Александр Быков - Чепель. Славное сердце
Через ещё пару дён после этого случая из разведки по следам Максимилиана Кудеяр прискакал снова возбуждённый. Из глаз молнии сверкают.
— Вершко! Я проследил за «мордой». Он был у Войцемежа в Ломже!
— Как ты видел?
— Из-за открытого окна слушал! Как муха висел на карнизе.
— И что говорят?
— …!!! У Войцемежа был немец, я его не видел, только слышал — мощный голос — могучий воин. Они разговаривали втроём с «мордой». Войцемеж за мзду от грабежей собирается пропустить немцев на нашу землю!
— … Говори дальше!
— Это всё. Трепались много, хаяли нас «язычников»… Я не рискнул сразу и в одиночку на них бросаться.
— Это… да-а… Ты уверен?
— … Своими ушами!
— Как же это, а?.. Как же можно было? Он же мир утверждал!..
— Так вот!.. Видно думает, раз он не сам идёт, так это можно. Вероломец!
— Любомир не поверит.
— Да я сам себе плохо верю… Но так и было.

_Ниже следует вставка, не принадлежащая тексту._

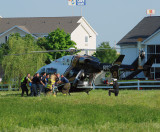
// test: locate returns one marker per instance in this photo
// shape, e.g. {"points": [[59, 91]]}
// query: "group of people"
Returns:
{"points": [[45, 83]]}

— И как раз когда войско ушло!
— Может у «морды» здесь глаза и уши? Не зря приезжали с саксом в Белую Вежу.
— Ну не сакс же…
— Кто-то другой, а может несколько… Хотя, до сих пор никого знакомого у «морды» я не видел.
— Эту мысль надобно домыслить…
— Думаешь на кого-то?
— Думаю… не передавай никому… На Гордея!
— Ух ты!.. Так ведь он справный воин… Князя вон на охоте выручил.
— Справный то справный… Не верю ему…
— … Вершко, прости, не серчай, скажу тебе: может, ты из-за Радуницы зуб на него имеешь? Если человека не любишь, легко его и предателем представить.
— Кудеяр, ты мне друг… Правильно говоришь… Нет доказательств… Но вот когда нас на волковысской дороге чуть не перебили, на него был ТОТ похожий! Что топор метал. Я тебе говорил. Это же знать надо было про нас всё!..
— Ну давай мы за ним внимательнее посмотрим!
— … Давай… посмотрим… И много ли будет немцев?
— Этого не слышал я, Вершко.
Через полчаса Вершислав докладывал Любомиру:
— Мой светлый князь, Максимилиан Ипполит, за которым мы следим, в сговоре с паном Войцемежем Ломжицким. И Войцемеж с его участием сговорился пропустить через себя войско немцев.
— Куда?
— На нас.
— Не может быть!.. Наше войско уже в Киеве…
Глава тринадцатая. Беда
Налетели серые балахоны. Метали ножи и стрелы. Мечами и топорами торили дорогу к чужому добру. Чертили черты кровью. Резали резы по живому. Слагали слова смерти из голов. Отнимали то, что не давали. Кричали тем, кто не слышит. Хотели то, что не можно. Ни зверю, ни гаду, ни человеку.
И некому было поднять меч на меч. Некому было поставить щит. Некому было потушить огонь. Некому было загореться пламенем мести и стать сталью обороны. Смрад поднялся как туча. Страх поднялся как гора. Давя и сметая.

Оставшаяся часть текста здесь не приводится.